Some other work we’ve done is a system called death star. The name started off as sort of a joke. It was a recommender system, it was saying ‘can I take a couple of my documents and use those to go out and scour the internet.’ One of the big problems you have is, that you know where to find documents and where to find relevant stuff, but how do you find things that you’re not aware of? And so that’s what we’re trying to address. So we go out, we’ve got about 9000 RSS feeds that we take, we take a collection of our papers, go scan the internet, bring papers back, and then present them on a Twitter feed. So it’s very quick, very simple to find new information and find it fairly quickly.

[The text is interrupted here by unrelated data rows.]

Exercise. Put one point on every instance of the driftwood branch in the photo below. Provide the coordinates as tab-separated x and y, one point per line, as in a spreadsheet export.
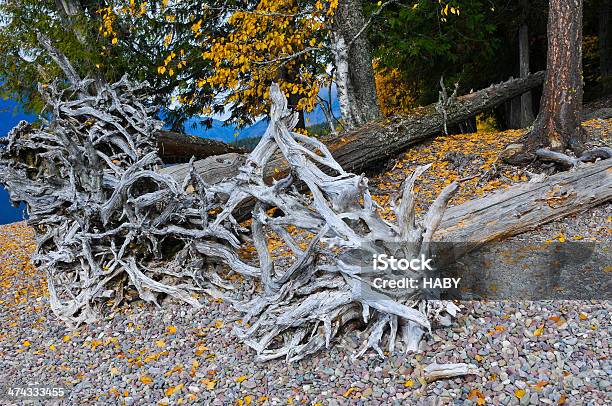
370	146
108	221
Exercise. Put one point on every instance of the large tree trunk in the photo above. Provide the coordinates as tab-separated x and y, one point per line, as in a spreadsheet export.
558	123
108	222
374	143
521	114
353	60
605	44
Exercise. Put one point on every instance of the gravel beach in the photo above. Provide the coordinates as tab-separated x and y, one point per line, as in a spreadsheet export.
527	353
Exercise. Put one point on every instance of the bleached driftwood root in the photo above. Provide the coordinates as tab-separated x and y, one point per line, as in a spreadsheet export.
435	372
108	222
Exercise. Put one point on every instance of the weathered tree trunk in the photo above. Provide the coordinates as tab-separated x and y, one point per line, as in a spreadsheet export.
558	123
374	143
526	206
526	116
179	148
353	60
605	44
521	109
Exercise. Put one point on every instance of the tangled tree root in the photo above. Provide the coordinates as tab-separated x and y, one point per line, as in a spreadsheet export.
107	220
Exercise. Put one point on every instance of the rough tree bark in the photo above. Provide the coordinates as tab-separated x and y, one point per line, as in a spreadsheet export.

There used to be a time when you could go to a library and you could go and look through journals and pretty much find the collection of information you want. You know, now there are repositories like the archive repository, it’s just staggering. There’s so much information that’s put out there daily and put out new, trying to keep up and trying to find new and relevant documents is very very hard. It’s a very challenging problem. And so these type systems help people go ‘Can I find something interesting and relevant to my work and to my research?’
I think the biggest challenge has been really in just understanding text, trying to figure out how the mind uses and develops and works with text. It’s very counterintuitive.
But I think, for the most part it’s a good field and it’s a fun field and a nice field to work in.”